Chemical energy, that is, chemicals produced through an electrochemical reaction, can be transported and stored in large quantities, and can also be used as raw material in the chemical industry or as transport fuels.
A catalyst producing hydrocarbon is being developed through a combination of computational and experimental chemistry
The most useful chemical compounds storing energy, energy carriers, are different hydrocarbons produced in electrochemical reactions and hydrogen produced from water. The four-year USVA project led by the School of Chemical Engineering Professor Tanja Kallio focuses on developing new and effective electrocatalysts to convert carbon dioxide, a major cause of global warming, into hydrocarbon. The plan is to reach this goal by combining experimental and computational chemistry.
Kallio started studying the topic approximately one and a half years ago. The 870 000 euros funding granted by Jane and Aatos Erkko Foundation proves that the research topic is very important.
“Electrochemical reactions converting carbon dioxide into other products still need more research and development”, Kallio says. “In particular, selectivity still needs to be developed in order to gain the desired compound instead of a range of different hydrocarbon mixtures.”
“Carbon dioxide, in itself, is a very stable molecule. A catalyst plays a big role in activating carbon dioxide so that it reacts and turns into other compounds. The purpose of our experimental research is to develop new types of catalyst materials or combine the ones we have previously developed in a new way. Here in Aalto, we have a lot of potential for this.

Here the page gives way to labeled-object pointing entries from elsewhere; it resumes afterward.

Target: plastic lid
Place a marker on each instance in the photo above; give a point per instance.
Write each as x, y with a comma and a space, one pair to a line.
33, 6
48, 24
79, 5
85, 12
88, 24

We have expertise in the production of new types of nanomaterials, and we have access to great technologies, such as atomic layer disposition (ALD) for the production of tailored structures. These could be useful in the development of catalysts.”
Professor Kari Laasonen’s research group uses computational chemistry in the USVA project in order to understand why catalysis either works or does not work.
“Our aim is to understand the electrochemical reaction mechanism in great detail, in order to enhance its efficiency and selectivity. Our final goal is to learn how to direct these reactions, but this is very challenging”, Laasonen says.
Promoters of science, research and art
Aalto University and the Jane and Aatos Erkko Foundation have common goals: both aim at promoting high-quality science, research and art. In 2017, the foundation granted Aalto University 3 million euros for its fundraising campaign and 300 000 euros for a new professorship in technology education. In recent years, Aalto University researchers have received almost 4 million euros of funding from the Future Makers programme funded by the Jane and Aatos Erkko Foundation in cooperation with the Technology Industries of Finland Centennial Foundation. The programme provides support for research openings that facilitate the renewal of society.